Lorries, buses and heavy duty vehicles were identified as the major culprits.
Study co-author Dr Susan Anenberg, from the consultancy firm Environmental Health Analytics LLC, said: “The consequences of excess diesel NOx emissions for public health are striking.”
The team, which included scientists from the University of Colorado at Boulder (UC Boulder) and the US non-profit organisation the International Council on Clean Transportation, analysed data from 30 studies of vehicle emissions under real-world driving conditions around the world.
In 2015, vehicles generated 13.1 million tonnes of NOx in the 11 major markets studied.
Scientists say, however, that if the emissions had met the testing standards imposed in those markers, the amount of NOx produced would have been closer to 8.6 million tonnes.
Europe in particular were strongly affected by the emissions, as diesel vehicles are more common.
Here, 11,500 of the 28,500 deaths each year attributed to diesel NOx pollution were linked to excess emissions.
Dr Daven Henze, from UC Boulder, said the research exposed a much bigger issue than Volkswagen’s notorious use of “defeat device” sensors that automatically reduce the pollution emissions of vehicles undergoing tests.
“A lot of attention has been paid to defeat devices, but our work emphasises the existence of a much larger problem,” he said.
“It shows that in addition to tightening emissions standards, we need to be attaining the standards that already exist in real-world driving conditions.”
Dr Henze’s team used computer modelling and satellite date to simulate the affects of NOx pollution on health, crops and the climate.
Particles emitted by diesel cars can penetrate the lungs and heart
Worryingly, the scientists predict that in 23 years time diesel vehicles around the world will be causing around 183,600 premature deaths each year unless serious action is taken to curb their emissions.
Enforcing more stringent emission limits could prevent 174,000 deaths related to fine particles and ozone in 2040, said the researchers.

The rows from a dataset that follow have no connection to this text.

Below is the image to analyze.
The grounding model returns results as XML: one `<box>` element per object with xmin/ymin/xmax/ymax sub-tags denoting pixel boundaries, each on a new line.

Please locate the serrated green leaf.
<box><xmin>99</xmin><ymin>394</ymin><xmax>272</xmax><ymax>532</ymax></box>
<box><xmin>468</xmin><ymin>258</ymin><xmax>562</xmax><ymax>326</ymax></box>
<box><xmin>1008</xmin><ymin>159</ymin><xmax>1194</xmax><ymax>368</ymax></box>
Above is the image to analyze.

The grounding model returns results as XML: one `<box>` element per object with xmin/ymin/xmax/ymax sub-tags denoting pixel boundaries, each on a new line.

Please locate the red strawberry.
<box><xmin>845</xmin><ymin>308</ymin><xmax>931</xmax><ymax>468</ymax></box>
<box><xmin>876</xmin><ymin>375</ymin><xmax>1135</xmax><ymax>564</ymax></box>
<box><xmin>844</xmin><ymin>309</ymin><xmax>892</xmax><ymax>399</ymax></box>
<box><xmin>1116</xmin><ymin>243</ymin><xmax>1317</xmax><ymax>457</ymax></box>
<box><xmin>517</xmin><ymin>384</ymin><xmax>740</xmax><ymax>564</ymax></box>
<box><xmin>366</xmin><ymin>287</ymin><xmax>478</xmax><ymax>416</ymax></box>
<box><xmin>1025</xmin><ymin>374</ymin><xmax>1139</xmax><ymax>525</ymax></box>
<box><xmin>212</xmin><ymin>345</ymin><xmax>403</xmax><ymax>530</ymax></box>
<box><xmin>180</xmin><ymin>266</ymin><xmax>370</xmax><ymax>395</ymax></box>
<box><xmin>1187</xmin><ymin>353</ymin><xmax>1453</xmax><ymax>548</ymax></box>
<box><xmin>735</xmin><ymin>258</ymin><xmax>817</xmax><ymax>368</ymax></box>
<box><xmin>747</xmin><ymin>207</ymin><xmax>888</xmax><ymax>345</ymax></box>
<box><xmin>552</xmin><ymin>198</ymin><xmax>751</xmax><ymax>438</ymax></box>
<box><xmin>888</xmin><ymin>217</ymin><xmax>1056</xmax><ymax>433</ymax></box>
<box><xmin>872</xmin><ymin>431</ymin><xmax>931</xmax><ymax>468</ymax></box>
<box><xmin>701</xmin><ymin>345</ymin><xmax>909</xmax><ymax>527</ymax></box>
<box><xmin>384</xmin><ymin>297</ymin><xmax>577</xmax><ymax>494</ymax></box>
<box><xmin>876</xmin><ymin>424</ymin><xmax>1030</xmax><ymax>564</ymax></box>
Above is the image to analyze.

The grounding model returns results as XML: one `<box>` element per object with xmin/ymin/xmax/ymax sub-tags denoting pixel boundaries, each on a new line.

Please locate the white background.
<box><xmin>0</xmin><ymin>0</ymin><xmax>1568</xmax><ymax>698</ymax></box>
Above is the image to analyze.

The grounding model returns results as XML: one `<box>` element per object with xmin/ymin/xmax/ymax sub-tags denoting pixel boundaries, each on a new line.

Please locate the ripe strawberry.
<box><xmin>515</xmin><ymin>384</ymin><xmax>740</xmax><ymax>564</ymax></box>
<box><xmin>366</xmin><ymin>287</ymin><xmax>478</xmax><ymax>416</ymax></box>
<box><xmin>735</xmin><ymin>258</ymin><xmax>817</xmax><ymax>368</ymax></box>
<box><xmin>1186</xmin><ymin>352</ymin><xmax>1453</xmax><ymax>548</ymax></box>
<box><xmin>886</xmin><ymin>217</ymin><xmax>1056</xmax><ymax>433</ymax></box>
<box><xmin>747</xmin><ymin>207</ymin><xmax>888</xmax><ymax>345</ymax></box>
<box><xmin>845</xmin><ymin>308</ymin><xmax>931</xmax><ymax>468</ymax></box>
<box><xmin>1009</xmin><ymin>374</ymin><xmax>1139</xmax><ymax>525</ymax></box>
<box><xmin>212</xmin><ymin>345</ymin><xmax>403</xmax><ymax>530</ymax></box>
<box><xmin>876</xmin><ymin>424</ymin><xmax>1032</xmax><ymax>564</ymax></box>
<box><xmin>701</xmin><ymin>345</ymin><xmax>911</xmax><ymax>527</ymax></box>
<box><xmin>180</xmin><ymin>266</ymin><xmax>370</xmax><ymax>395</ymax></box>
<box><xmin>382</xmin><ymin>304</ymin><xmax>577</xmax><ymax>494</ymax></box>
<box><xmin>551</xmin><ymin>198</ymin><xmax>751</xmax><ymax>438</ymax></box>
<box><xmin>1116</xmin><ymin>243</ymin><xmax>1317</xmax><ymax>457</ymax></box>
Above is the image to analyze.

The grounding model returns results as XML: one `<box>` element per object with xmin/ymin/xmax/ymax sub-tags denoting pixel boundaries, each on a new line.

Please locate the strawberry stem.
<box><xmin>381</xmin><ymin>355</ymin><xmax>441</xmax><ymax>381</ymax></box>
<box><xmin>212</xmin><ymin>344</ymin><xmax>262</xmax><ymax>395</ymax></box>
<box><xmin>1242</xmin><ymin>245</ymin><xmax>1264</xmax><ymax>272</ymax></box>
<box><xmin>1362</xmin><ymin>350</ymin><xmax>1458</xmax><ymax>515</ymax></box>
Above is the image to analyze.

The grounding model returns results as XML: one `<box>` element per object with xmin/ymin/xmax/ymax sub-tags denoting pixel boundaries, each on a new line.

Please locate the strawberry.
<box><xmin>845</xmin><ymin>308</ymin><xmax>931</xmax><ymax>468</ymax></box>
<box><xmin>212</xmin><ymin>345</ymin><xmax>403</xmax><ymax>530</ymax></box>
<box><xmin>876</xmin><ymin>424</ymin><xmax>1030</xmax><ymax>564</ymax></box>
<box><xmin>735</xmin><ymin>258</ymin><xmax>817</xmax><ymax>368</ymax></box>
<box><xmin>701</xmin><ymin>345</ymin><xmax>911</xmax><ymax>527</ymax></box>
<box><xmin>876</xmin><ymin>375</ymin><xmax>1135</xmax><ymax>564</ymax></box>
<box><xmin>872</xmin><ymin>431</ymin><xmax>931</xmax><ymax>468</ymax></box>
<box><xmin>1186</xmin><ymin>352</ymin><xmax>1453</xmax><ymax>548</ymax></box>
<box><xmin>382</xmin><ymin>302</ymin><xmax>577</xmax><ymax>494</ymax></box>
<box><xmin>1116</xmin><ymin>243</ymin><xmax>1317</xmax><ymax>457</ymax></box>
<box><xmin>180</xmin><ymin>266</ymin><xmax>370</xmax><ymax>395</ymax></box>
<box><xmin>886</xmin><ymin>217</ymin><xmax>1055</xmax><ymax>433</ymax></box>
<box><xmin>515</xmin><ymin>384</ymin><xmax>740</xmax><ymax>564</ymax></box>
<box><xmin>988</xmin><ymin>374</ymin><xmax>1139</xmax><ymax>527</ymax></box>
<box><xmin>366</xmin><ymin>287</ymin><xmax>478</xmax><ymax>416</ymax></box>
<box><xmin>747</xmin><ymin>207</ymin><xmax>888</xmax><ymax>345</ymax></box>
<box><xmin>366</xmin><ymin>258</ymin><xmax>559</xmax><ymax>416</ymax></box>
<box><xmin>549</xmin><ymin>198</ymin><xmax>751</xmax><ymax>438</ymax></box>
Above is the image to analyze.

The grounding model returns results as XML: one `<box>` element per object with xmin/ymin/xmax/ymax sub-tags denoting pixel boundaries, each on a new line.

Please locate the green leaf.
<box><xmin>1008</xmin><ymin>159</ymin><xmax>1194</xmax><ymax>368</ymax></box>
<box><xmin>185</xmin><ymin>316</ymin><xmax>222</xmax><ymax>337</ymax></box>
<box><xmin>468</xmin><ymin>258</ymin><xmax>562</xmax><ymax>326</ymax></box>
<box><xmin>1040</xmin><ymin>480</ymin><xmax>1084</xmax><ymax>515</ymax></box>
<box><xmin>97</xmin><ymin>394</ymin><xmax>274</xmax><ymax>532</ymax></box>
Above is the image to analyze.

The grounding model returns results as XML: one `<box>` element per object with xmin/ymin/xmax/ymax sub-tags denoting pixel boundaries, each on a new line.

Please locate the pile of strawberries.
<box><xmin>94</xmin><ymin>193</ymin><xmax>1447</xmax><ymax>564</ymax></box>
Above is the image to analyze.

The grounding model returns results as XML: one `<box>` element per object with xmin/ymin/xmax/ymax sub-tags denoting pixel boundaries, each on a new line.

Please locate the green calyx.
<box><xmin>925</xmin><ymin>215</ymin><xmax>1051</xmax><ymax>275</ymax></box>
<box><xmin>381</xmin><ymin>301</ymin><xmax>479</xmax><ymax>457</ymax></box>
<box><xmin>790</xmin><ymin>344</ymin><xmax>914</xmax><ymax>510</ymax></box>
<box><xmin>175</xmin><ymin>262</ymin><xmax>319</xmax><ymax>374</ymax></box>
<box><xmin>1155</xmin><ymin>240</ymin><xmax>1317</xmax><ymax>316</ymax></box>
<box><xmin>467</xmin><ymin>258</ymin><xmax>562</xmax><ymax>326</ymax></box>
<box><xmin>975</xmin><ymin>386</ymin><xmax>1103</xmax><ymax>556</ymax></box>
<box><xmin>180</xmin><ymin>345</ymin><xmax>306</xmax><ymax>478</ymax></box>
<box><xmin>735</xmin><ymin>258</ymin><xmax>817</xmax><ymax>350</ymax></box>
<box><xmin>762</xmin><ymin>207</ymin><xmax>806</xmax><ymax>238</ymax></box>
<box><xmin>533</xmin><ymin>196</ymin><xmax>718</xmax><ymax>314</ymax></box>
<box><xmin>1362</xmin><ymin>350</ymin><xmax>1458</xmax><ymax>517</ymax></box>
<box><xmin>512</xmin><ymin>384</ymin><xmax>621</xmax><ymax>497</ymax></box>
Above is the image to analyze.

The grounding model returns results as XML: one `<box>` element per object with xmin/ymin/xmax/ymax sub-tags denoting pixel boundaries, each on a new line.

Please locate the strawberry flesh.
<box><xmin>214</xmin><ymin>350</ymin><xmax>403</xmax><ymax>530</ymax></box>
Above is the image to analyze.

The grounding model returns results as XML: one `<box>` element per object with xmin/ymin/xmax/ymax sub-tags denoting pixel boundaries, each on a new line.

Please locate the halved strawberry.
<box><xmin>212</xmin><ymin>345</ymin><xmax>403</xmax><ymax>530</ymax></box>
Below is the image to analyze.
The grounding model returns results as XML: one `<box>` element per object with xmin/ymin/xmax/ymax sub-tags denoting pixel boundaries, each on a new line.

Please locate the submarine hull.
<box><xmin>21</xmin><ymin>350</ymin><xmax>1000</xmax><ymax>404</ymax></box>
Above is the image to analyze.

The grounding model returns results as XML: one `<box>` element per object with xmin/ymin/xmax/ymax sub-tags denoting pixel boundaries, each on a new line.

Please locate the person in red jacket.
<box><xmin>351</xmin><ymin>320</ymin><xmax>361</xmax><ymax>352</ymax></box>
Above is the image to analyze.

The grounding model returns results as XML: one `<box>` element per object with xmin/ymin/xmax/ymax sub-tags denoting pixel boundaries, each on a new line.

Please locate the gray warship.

Dr Anenberg added: “Tighter vehicle emission standards coupled with measures to improve real-world compliance could prevent hundreds of thousands of early deaths from air pollution-related diseases each year.”
British expert Roy Harrison, Professor of Environmental Health at the University of Birmingham, said: “This is a rigorous study which highlights the serious consequences which have resulted directly from the irresponsible actions of the motor manufacturers in producing vehicles which meet regulatory requirements under test conditions, but emit far higher pollutant levels during on-road use.
“The study may well underestimate the full consequences for public health as it quantifies only the effects of particulate matter and ozone formed in the atmosphere as a result of excess nitrogen oxides emissions, but not the direct effects of the oxides of nitrogen themselves.”